I also have a soft spot for books about the entertainment industry and really enjoyed Brett Martin’s Difficult Men. The title refers not only to the morally ambiguous heroes of TV’s new golden age — think Tony Soprano or Walter White – but also how the shows’ creators had to be obstinate to get their nontraditional stories on the air. (Which reminds me: My favorite magazine piece of the year was Jonah’s NR cover story on Breaking Bad. David Brooks should give him a Sidney.) Going back to an earlier era, Henry Bushkin’s Johnny Carson details the many, many shenanigans of the prickly and insecure longtime host of The Tonight Show.

Other books that I have read and enjoyed recently, but don’t have room to elaborate on in this space, include Mark Mazzetti’s The Way of the Knife, Jeffrey Frank’s Ike and Dick, Rich Lowry’s Lincoln Unbound, Ira Stoll’s JFK, Conservative, Dick Cheney and Jonathan Reiner’s Heart, Donald Critchlow’s When Hollywood Was Right, and Matt Apuzzo and Adam Goldman’s Enemies Within.

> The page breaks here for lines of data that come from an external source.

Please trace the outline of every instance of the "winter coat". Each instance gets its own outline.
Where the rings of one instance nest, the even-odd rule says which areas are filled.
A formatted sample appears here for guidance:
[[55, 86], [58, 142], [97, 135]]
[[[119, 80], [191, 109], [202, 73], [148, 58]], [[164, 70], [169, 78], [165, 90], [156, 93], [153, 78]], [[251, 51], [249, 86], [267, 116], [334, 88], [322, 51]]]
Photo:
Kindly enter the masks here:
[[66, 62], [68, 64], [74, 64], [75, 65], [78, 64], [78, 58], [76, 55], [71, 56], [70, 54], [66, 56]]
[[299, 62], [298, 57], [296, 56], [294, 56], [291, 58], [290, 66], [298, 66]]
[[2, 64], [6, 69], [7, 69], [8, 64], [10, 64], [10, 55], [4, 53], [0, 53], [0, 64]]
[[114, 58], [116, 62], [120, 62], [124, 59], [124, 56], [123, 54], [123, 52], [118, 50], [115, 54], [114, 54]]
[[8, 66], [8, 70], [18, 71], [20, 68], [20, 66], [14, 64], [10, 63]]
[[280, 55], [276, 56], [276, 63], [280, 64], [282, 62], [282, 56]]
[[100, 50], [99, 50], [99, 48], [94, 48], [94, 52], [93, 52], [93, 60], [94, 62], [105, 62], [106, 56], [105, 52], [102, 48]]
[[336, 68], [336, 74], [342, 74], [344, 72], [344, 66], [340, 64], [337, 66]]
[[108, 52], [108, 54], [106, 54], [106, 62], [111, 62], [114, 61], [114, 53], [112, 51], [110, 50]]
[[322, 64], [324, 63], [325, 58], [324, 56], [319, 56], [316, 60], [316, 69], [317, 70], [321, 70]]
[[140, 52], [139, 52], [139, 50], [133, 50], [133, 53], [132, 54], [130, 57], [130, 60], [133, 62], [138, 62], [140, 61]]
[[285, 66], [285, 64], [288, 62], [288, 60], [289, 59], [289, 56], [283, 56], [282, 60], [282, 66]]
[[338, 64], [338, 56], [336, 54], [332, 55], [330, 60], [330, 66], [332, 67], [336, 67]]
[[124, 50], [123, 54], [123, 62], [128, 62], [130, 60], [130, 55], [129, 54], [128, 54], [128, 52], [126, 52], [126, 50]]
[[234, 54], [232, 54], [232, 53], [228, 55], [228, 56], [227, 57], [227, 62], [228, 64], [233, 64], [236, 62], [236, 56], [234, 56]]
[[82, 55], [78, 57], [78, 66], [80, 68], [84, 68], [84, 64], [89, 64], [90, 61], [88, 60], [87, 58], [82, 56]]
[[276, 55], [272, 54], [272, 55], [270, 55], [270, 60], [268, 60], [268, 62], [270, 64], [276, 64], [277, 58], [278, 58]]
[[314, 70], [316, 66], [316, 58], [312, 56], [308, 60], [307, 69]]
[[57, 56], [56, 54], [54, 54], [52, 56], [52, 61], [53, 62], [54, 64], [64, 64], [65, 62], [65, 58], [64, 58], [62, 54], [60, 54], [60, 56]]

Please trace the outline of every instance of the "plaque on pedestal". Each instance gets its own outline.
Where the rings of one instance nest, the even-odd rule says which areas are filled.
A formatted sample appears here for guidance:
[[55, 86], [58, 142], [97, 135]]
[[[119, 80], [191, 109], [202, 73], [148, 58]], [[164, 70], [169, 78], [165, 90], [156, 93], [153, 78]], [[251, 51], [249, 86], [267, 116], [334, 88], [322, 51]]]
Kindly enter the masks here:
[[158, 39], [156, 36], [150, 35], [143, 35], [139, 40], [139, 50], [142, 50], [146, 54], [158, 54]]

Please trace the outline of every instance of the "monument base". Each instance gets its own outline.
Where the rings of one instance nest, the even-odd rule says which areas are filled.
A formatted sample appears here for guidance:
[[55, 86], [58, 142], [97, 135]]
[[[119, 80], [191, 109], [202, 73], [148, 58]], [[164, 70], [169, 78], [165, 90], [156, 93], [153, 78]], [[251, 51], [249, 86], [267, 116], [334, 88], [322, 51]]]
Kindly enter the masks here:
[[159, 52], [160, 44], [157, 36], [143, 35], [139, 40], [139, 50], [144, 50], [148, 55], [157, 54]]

Finally, I would be remiss if I did not express my gratitude in this holiday season to NR for its support of my book, What Jefferson Read, Ike Watched, and Obama Tweeted: 200 Years of Popular Culture in the White House. Kathryn Lopez encouraged me to write it and interviewed me about it, and Jonah Goldberg, Yuval Levin – whose The Great Debate I plan to read in 2014 — Stanley Kurtz, John Miller, Jack Fowler, Jim Geraghty, Mona Charen, and Betsy Woodruff all said positive things about it. Thanks to all of you, and have a great 2014. Happy reading.

— Tevi Troy is a former White House aide and the author of What Jefferson Read, Ike Watched, and Obama Tweeted: 200 Years of Popular Culture in the White House.